After converting all the code to tokens, it is sent to the syntax analysis department.
Syntax Analysis
When the code comes here, it is checked that if a code is syntactically correct or not. A parser is used here and the output that comes is called a parse tree as it comes in the form of a tree as shown.
(If you have studied Automata theory, you must have read about Pushdown Automata, the practical application of PDA is here in creating the parse tree)
The syntactical errors in the code are produced in this stage.
Semantic Analysis
In Semantic Analysis, the analyzer checks the parse tree and finds semantic errors. Note that this part doesn't care about the syntax but checks whether the value of the variable is as per the type declared or the limit of a particular data type is not exceeded or whether variables are declared properly or not.
Something like int a = "hello";
here the analyzer will produce an error as the type of the variable is different from the type of value.
Intermediate Code Generator
This part is the middle man between frontend and backend, it generates a code that can be understood by the backend and hence it generates a machine-independent code (independent of OS).

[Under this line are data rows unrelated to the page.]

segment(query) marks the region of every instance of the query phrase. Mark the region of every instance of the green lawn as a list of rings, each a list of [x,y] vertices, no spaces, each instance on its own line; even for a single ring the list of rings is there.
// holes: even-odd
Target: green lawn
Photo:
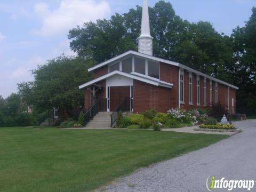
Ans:
[[[88,191],[227,137],[146,130],[1,128],[0,191]]]
[[[256,119],[256,115],[249,115],[247,117],[247,119]]]

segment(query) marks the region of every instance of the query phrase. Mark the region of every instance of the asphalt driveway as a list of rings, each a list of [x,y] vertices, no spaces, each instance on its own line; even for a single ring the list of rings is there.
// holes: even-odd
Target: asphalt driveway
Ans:
[[[256,180],[256,120],[235,124],[242,133],[207,148],[139,170],[103,189],[122,192],[207,191],[206,180],[212,175],[219,180],[225,177],[227,180]],[[247,190],[232,190],[243,191]],[[251,191],[256,191],[256,186]]]

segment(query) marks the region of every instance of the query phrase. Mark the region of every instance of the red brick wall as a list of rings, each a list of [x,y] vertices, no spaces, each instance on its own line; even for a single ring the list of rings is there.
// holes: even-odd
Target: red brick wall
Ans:
[[[173,84],[171,90],[170,108],[179,107],[179,68],[160,63],[160,80]]]
[[[166,113],[171,107],[171,90],[156,86],[139,81],[133,81],[134,113],[142,113],[153,108],[156,111]]]
[[[172,89],[157,87],[144,83],[138,81],[134,81],[134,110],[135,113],[143,111],[153,108],[156,111],[166,113],[171,108],[179,107],[179,70],[178,67],[161,62],[159,66],[160,80],[173,84]],[[108,73],[108,66],[105,66],[94,71],[94,78],[98,78]],[[184,96],[185,104],[181,104],[181,107],[187,109],[204,108],[204,77],[200,76],[200,106],[197,106],[196,74],[193,74],[193,105],[189,105],[189,73],[184,71]],[[106,81],[101,82],[104,87],[103,90],[99,91],[97,96],[98,98],[106,98]],[[98,83],[100,84],[99,83]],[[215,103],[215,82],[212,82],[212,100]],[[218,84],[218,101],[222,105],[228,105],[227,86]],[[92,95],[86,90],[85,92],[85,108],[90,107],[93,103]],[[207,106],[210,103],[210,80],[206,80],[206,102]],[[234,99],[236,104],[236,91],[229,88],[229,111],[232,112],[232,98]],[[93,101],[93,99],[92,99]]]
[[[94,79],[100,77],[108,73],[108,66],[102,67],[93,71]]]
[[[101,86],[101,90],[96,93],[96,98],[106,98],[106,80],[97,83],[97,85]],[[84,91],[84,109],[87,110],[93,105],[94,99],[92,93],[90,90]]]

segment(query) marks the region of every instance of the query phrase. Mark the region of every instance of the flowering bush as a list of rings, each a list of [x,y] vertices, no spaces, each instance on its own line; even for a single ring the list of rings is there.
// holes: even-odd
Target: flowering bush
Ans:
[[[168,115],[172,118],[179,122],[197,125],[206,117],[206,115],[201,115],[197,109],[187,111],[182,108],[175,108],[169,110]]]
[[[76,128],[83,127],[83,125],[82,125],[81,124],[75,124],[74,125],[74,127],[76,127]]]
[[[167,111],[167,113],[171,118],[176,119],[181,119],[186,117],[185,111],[185,109],[177,108],[175,109],[170,109]]]
[[[154,123],[153,124],[154,131],[161,131],[163,128],[163,124],[160,122]]]
[[[234,130],[236,129],[233,124],[218,124],[217,125],[201,125],[200,128],[210,129],[223,129],[223,130]]]
[[[153,118],[153,121],[165,124],[168,119],[167,115],[163,113],[157,113]]]

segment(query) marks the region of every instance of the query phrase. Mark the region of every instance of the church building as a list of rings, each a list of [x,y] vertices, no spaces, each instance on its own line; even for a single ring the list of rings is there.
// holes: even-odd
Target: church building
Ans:
[[[101,111],[114,111],[124,102],[127,110],[150,108],[203,108],[220,102],[236,113],[236,90],[230,84],[176,62],[153,55],[147,0],[143,0],[139,52],[129,51],[89,69],[94,79],[84,90],[85,110],[100,102]]]

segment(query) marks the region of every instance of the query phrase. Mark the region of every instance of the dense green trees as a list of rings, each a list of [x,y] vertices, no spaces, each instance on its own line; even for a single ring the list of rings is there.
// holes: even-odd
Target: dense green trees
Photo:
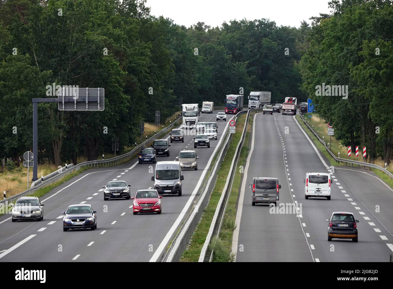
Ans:
[[[389,0],[335,0],[332,15],[314,17],[300,63],[303,91],[332,124],[344,145],[367,147],[389,163],[393,143],[392,40]],[[316,86],[348,85],[347,99],[317,96]]]

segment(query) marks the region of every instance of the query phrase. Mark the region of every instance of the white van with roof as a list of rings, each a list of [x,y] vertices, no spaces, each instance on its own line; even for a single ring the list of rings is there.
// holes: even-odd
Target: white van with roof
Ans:
[[[310,197],[322,197],[330,199],[331,181],[330,174],[327,173],[307,173],[305,183],[304,196],[306,200]]]
[[[182,181],[184,177],[178,162],[157,162],[151,180],[154,181],[154,189],[159,195],[177,194],[182,195]]]

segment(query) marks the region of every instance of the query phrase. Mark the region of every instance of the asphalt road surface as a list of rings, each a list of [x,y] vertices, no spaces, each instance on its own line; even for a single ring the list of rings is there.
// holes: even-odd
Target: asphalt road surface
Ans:
[[[217,112],[201,114],[200,121],[215,121]],[[13,223],[9,215],[0,217],[0,262],[159,261],[192,203],[231,116],[217,122],[219,139],[211,140],[210,148],[195,149],[199,156],[198,170],[182,171],[182,195],[163,195],[161,215],[134,215],[132,200],[104,201],[102,191],[103,186],[115,179],[131,184],[132,196],[139,189],[152,187],[154,164],[139,164],[135,158],[117,166],[90,169],[40,198],[45,204],[43,221]],[[157,161],[175,160],[181,150],[194,149],[193,137],[186,135],[184,143],[171,144],[170,156],[158,157]],[[97,212],[97,229],[63,232],[62,212],[84,202]]]
[[[233,240],[236,261],[389,261],[393,190],[368,171],[332,164],[333,172],[293,116],[255,117]],[[331,173],[331,200],[305,199],[302,180],[310,171]],[[278,178],[279,202],[299,210],[272,214],[268,205],[252,206],[248,185],[258,177]],[[358,243],[327,241],[325,219],[333,211],[352,212],[359,220]]]

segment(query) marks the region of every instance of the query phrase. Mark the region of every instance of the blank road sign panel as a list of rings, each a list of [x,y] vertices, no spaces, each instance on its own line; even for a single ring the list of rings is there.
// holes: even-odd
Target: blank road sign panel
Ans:
[[[105,96],[102,88],[59,88],[59,110],[103,110]]]

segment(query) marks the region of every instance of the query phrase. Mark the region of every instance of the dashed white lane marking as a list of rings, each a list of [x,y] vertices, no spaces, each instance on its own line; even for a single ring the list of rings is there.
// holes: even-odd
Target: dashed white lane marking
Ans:
[[[16,244],[14,245],[12,247],[11,247],[10,248],[9,248],[8,250],[6,250],[6,251],[3,252],[1,254],[0,254],[0,259],[1,259],[3,257],[4,257],[4,256],[5,256],[7,254],[9,254],[9,253],[11,253],[14,250],[15,250],[17,248],[18,248],[18,247],[19,247],[20,246],[21,246],[22,245],[23,245],[25,243],[26,243],[28,241],[29,241],[29,240],[30,240],[32,238],[33,238],[33,237],[35,237],[37,236],[37,235],[36,234],[30,235],[29,236],[29,237],[27,237],[26,238],[25,238],[24,239],[23,239],[23,240],[22,240],[21,241],[20,241],[20,242],[19,242],[17,244]]]

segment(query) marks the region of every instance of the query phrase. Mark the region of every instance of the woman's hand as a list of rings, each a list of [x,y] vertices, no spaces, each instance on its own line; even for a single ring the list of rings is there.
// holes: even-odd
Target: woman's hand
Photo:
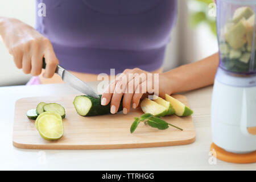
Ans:
[[[0,18],[0,35],[18,68],[22,68],[26,74],[38,76],[44,57],[47,66],[43,76],[53,76],[59,60],[52,46],[33,27],[16,19]]]
[[[110,111],[115,114],[123,96],[123,113],[126,114],[131,104],[135,109],[146,93],[154,93],[162,97],[166,93],[171,94],[173,89],[171,82],[164,73],[150,73],[139,68],[126,69],[109,84],[102,94],[101,104],[106,105],[111,102]]]

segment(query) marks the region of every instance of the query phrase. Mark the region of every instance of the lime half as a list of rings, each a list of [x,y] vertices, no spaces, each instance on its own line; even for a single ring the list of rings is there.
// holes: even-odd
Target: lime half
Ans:
[[[35,125],[40,135],[46,140],[57,140],[63,135],[62,118],[56,113],[42,113],[36,118]]]

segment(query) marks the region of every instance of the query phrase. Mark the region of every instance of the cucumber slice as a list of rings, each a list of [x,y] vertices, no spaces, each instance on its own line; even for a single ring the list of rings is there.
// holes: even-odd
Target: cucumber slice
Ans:
[[[110,113],[110,104],[102,106],[101,104],[101,95],[99,98],[94,98],[88,96],[77,96],[73,104],[77,113],[81,116],[94,116]],[[122,98],[118,111],[123,110]]]
[[[27,116],[28,119],[36,119],[38,115],[36,114],[36,109],[30,109],[27,111]]]
[[[163,117],[167,114],[166,107],[147,98],[141,102],[141,107],[144,113],[150,113],[156,117]]]
[[[47,103],[46,102],[40,102],[39,104],[38,104],[38,106],[36,106],[36,114],[38,114],[38,115],[39,115],[40,114],[42,114],[44,112],[44,109],[43,108],[43,107],[46,104],[47,104]]]
[[[43,113],[38,116],[35,124],[40,135],[46,140],[57,140],[63,135],[62,118],[56,113],[51,111]]]
[[[46,104],[43,107],[44,111],[52,111],[60,114],[61,118],[65,118],[65,109],[57,103],[50,103]]]

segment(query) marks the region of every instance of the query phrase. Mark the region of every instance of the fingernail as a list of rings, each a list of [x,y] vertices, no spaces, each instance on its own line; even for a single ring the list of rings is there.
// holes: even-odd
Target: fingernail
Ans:
[[[125,114],[127,114],[127,113],[128,112],[126,108],[124,107],[123,109],[123,113]]]
[[[111,114],[115,113],[115,106],[114,105],[112,105],[111,106],[110,113],[111,113]]]
[[[106,104],[106,98],[104,97],[102,100],[101,100],[101,105],[102,106],[105,106]]]

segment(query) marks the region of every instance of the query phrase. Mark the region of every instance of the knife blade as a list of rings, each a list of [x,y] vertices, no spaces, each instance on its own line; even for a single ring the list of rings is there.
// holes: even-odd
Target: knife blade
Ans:
[[[43,59],[43,69],[46,69],[46,63],[44,57]],[[100,97],[96,92],[90,86],[59,64],[57,65],[55,73],[57,73],[65,82],[75,89],[85,94],[86,94],[87,96],[92,96],[95,98]]]

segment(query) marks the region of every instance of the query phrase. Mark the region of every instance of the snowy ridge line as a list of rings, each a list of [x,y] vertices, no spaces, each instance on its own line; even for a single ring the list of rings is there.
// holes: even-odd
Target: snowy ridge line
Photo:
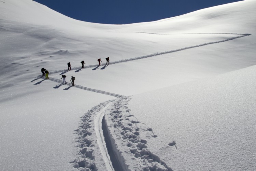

It creates a 3-address code.
A 3-address code is created by dividing the code statement into 3 a variable statement which means that there can only be maximum of 3 variables present in one code statement, if there is 4 or 5 then it is divided into 2 3 lines of code.
a = b + c * d; // 4 variable statement. So, it will be broken down to 3 variables.
x = c * d;
a = b + x;
This 3-addressed code is then sent to the next level i.e. optimization of code
Code Optimisation
From here the backend part begins and code optimization is the first stage of the backend. As the name suggests, this part optimizes the code. There is not much to say about it as you all know what is optimisation.
For a machine, a plus (+) sign is much easier to process than a multiplication (*) sign, hence a code like:
x = 4 * y
// can be converted to
x = y + y + y + y
// or
z = y + y;
x = z + z;
Code generation
Here the code generator takes an optimized version of the intermediate code and links it with the target machine language. It translates the intermediate code into a sequence of re-locatable machine code. The machine code generated works the same way the intermediate code would do.
Like the Symbol Table, there is an error handler, that is linked to all the phases which is responsible for handling the errors detected by the frontend.
And at last, the code is converted to the assembly code or machine code.